Holding a pleco or large cat in those ways does not distort any part of their body beyond its normal limits; as long as the heavy cats have their weight supported, no problem.
But those three bass pics show the spectrum of typical holds that are commonly seen. First pic, that mouth is about as far open as it really should ever be, and much further than required when the fish is in that position. Second pic, that looks great; fish is controlled, mouth is merely open...not distorted.

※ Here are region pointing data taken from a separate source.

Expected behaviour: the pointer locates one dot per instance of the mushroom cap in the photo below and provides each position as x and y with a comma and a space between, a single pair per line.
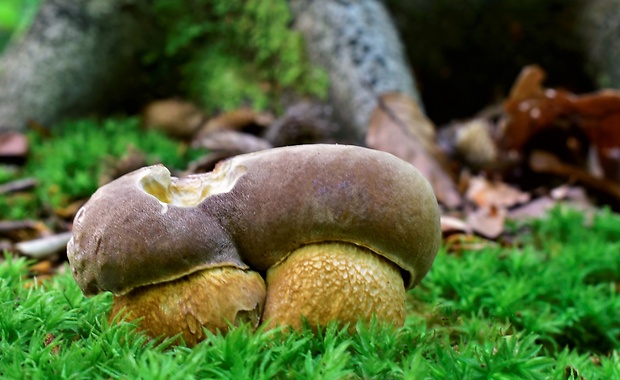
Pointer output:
147, 228
124, 237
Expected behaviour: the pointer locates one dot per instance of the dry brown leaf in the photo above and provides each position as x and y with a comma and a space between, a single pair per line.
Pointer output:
488, 221
485, 193
222, 145
543, 162
174, 117
236, 120
13, 146
451, 224
532, 108
305, 122
458, 243
398, 126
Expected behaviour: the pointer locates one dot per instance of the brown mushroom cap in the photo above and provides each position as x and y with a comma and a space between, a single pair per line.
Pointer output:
147, 228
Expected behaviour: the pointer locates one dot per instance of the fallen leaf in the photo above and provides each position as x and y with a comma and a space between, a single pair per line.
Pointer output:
224, 144
398, 126
41, 268
451, 224
485, 193
487, 221
543, 162
531, 108
458, 243
306, 122
174, 117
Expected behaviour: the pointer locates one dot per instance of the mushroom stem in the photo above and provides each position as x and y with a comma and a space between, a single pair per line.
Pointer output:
334, 281
212, 298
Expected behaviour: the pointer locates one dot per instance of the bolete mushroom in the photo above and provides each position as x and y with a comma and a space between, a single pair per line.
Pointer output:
340, 231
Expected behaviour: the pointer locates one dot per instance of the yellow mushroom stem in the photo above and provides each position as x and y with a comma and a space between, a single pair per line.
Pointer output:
334, 281
212, 298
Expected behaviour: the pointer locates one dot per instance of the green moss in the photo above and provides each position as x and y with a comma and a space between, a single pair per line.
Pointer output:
237, 52
69, 164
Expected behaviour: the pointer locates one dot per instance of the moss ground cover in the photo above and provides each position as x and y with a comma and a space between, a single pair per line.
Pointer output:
548, 309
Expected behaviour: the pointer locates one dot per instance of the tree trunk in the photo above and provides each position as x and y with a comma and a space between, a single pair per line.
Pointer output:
78, 56
355, 41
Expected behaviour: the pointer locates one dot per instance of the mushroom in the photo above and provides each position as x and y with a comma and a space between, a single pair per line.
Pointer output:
340, 232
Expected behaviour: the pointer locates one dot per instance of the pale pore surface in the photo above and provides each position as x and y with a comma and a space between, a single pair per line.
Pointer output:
334, 281
193, 189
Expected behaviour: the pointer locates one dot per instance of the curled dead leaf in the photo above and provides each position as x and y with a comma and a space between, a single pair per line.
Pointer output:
174, 117
238, 120
399, 126
487, 221
485, 193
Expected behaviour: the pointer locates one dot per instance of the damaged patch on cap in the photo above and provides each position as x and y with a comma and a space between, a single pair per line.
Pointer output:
192, 190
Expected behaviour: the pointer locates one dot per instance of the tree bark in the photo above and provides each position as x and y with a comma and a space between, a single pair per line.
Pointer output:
600, 28
357, 44
78, 56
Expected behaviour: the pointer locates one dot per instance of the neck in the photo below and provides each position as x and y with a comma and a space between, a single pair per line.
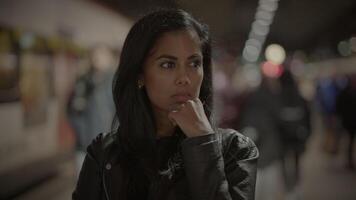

But, man, that third pic displays exactly the bad practice to which I was referring. You're supporting the fish's weight, even though that fish is not heavy enough to worry about holding in a vertical suspended position...but you still have the lower jaw cranked open way past normal. Look at the acute angle the jaw makes to the fish's body, right in front of your index finger. That is not normal and is not doing anything good for that fish, and it isn't making it any easier to control. Bass don't have a nuchal hump; in that pic the entire head is twisted downwards to such an extent that it appears this one is trying to grow such a hump.
If your hand were rotated 180 degrees downward, the hand by the tail would be unnecessary, the fish's body would be hanging comfortably vertical, and the mouth would not be so severely distorted. The fish would still be comletely under control, but would not be forced into an unnatural and potentially damaging posture. There is simply no reason for holding a fish the way it is shown in that pic.